Una vez en el exterior, pudo ver. Una pendiente mediocre de rocas tiradas y hierba yacía bajo ella, con unos cuantos corderos de lana pastando sin preocupaciones entre los cantos rodados. Al final de la pendiente corría un arroyo pequeño y rápido, luego se elevaba otra pendiente, no tan alta ni tan escarpada como su cumbre y tras ella, otras cumbres. Bajó volando hacia el arroyo, disfrutando de la calidez y el movimiento del aire limpio del exterior. Al bajar, perdió el contacto directo con los rayos del sol y de repente hizo frío, mucho más frío del que había hecho en la cueva. Vio a Wontas, que bebía con torpeza del agua, con la pata rota recogida contra el pecho.

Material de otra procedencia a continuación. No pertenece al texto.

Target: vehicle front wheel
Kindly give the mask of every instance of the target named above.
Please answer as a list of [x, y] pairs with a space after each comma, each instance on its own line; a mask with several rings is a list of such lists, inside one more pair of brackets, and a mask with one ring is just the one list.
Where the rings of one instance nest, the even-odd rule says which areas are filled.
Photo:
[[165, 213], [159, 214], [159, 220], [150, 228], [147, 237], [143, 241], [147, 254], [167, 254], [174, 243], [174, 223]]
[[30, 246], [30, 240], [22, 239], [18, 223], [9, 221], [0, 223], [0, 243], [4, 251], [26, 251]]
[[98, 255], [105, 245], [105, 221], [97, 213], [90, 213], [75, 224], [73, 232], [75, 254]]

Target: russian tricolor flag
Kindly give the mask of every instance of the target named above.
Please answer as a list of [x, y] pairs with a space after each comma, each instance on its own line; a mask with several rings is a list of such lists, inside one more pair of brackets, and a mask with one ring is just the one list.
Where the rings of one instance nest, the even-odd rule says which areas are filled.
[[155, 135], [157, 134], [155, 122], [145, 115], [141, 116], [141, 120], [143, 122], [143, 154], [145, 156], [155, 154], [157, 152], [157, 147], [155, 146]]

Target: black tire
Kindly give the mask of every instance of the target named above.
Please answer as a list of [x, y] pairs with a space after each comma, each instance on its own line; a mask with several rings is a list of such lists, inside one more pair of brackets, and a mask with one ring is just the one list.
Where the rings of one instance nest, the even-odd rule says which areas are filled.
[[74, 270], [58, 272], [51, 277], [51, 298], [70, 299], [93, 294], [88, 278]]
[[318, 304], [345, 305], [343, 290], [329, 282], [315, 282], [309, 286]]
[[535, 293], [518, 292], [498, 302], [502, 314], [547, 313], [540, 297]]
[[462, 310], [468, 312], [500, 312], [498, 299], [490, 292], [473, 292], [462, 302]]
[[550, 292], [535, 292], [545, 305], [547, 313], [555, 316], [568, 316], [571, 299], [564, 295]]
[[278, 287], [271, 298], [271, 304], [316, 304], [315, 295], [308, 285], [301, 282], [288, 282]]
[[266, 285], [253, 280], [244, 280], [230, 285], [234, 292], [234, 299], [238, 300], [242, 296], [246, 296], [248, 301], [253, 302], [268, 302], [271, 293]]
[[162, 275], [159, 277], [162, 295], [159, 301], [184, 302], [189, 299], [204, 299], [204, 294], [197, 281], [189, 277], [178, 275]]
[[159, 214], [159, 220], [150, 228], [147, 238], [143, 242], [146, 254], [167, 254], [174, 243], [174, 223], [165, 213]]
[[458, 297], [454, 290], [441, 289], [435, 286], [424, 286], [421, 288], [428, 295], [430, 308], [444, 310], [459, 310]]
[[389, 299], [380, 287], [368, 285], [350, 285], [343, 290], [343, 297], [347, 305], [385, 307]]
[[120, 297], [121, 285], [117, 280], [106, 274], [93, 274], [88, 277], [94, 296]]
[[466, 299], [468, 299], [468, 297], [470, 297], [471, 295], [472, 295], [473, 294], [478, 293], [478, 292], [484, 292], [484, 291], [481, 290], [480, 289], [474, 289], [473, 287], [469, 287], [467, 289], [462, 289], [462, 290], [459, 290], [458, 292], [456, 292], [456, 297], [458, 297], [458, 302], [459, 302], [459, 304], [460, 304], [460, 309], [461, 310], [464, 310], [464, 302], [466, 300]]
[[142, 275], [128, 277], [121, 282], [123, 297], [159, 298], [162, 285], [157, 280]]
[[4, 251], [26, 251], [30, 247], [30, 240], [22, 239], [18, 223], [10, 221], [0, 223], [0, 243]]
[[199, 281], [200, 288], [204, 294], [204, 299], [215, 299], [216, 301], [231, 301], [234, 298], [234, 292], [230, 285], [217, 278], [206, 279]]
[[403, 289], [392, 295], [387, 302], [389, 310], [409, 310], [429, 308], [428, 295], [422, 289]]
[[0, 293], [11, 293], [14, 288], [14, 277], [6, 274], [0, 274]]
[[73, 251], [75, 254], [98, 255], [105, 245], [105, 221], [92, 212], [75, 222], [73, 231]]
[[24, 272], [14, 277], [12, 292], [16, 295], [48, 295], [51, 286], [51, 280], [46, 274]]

La joven aterrizó tan cerca de él como pudo y luego miró a su alrededor en busca de Sher. Estaba en el cielo, en lo más alto, dibujando círculos.

—Sher dijo que iba a subir hasta que viera por dónde tenía que ir para recoger la cesta —dijo Wontas mientras levantaba la cabeza y le chorreaba el agua de la boca.

Selendra extendió las alas, sentía la necesidad de estirarlas después de pasar tanto tiempo en condiciones tan incómodas. Las plegó, luego las volvió a abrir por completo y arqueó la espalda. Solo entonces dobló el cuello para beber. El agua estaba helada y le dolieron los dientes al tocarla.